Sarah Elder

Sarah Elder is Professor of Film in the Dept. of Media Study and Adjunct Professor in the Dept. of Anthropology and the Dept. of Transnational Studies, University at Buffalo, State University of New York. Elder is an international award winning documentary filmmaker whose work focuses on the practices and and ethics of filming across cultural and social boundaries. Elder teaches courses in non-fiction studies, ethnographic media, documentary production, media ethics, visual anthropology, experimental and emerging Internet documentary, and film editing. Her research focuses on documentary media practice, interview practices, Alaska Native cultures, indigenous heritage issues, language restoration, oral histories, subsistence rights/practices, climate change, alcohol abuse and prevention, indigenous knowledge and landscape.

Elder’s films have won numerous awards and distinctions: In 2006, her feature documentary, Drums of Winter, (Produced/Directed by Elder and Kamerling) was selected for the National Film Registry in the U.S. Library of Congress. Her films have exhibited at the Museum of Modern Art, Cinémathèque Française, Smithsonian Institution, Musée de L’Homme, Freiburg Film Forum, Lumiére Institute, Soviet-American Flaherty Seminar in Riga, National Museum of the American Indian, International Center for Photography, Aperture, American Museum of Natural History, European ARTE TV, Parliament of the World’s Religion, IX International Festival of Ethnographic Films in Nuoro, Italy, and the Sofia International Festival of Ethnographic Film. Her films have won four first prizes in the American Film Festival, three Cine Gold Eagles, two Awards of Excellence from the American Anthropology Association. In 2004 she received the State University of New York Chancellor’s Award for Excellence in Teaching, and in 2012 received the University at Buffalo’s Milton Plesur teaching award.

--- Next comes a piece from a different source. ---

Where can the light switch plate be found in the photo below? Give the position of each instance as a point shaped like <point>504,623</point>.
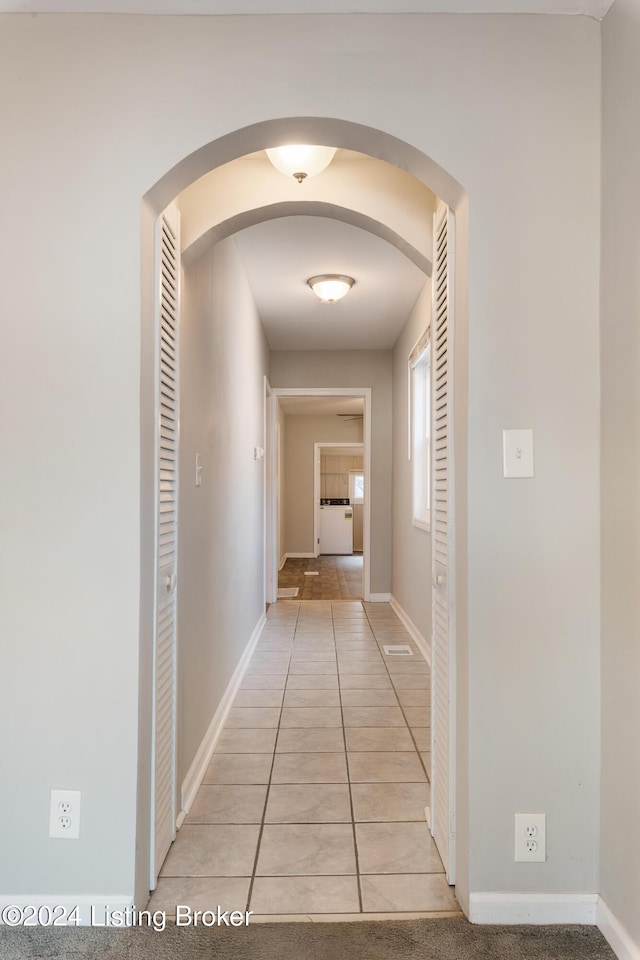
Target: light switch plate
<point>517,453</point>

From 1973 -1990, Elder co-founded and co-directed the Alaska Native Heritage Film Center at the University of Alaska, Fairbanks with Leonard Kamerling. Working in rural Alaska collaborating with Alaska Native communities, Elder pioneered methods in collaborative filmmaking that share filmmaking decisions with the communities filmed. Elder’s films have wide international distribution and are also screened in many Alaskan cultural programs, Native villages and Alaska school curricula. Her work is popular among Native American communities in the lower 48 and Canada. She has been active in cultural empowerment initiatives, indigenous rights and Native sovereignty movements. Elder has served on the Board of the Society for Visual Anthropology, a section of the American Anthropology Association, and as film juror on various documentary film festivals.

Elder has received funding from the National Endowment for the Arts, the Ford Foundation, Alaska State Legislature, Alaska State Council for the Arts, Aperture, and others. In 1998 she received the Andris Slapins Memorial Award from the National Museum of Natural History, Smithsonian Institution and the Rockefeller Trust for Mutual Understanding. Her current film project, Surviving Arctic Climate Change, looks at the consequences of global warming on the small Yup’ik Eskimo village of Emmonak, Alaska on the coast of the Bering Sea.

Elder received her BA from Sarah Lawrence College (1969) and her MFA in film from Brandeis University (1972) where she worked with Timothy Asch as her thesis chair. She worked at Documentary Educational Resources (DER) working on the Yanomami and Ju/’hoansi (Bushmen) film series with Tim Asch and John Marshall and also studied at MIT with Richard Leacock, one of America’s pioneers in cinema verité filmmaking. Her films are distributed by Documentary Educational Resources. Now working in Buffalo, NY, Elder continues to do research and media production in Alaska and keeps a small log cabin in a birch forest outside of Fairbanks, Alaska.

Current Research

“Sarah Elder’s current film project, Surviving Arctic Climate Change, looks at the consequences of global warming on the small Yup’ik Eskimo village of Emmonak, Alaska on the coast of the Bering Sea. She is also completing, “Remains to Be Seen” a new film on Buffalo artist Charles Clough and the 1974 founders of Hallwalls Contemporary Art Center. She continues to work on archiving and digitally mastering her Alaska Native Film Series.”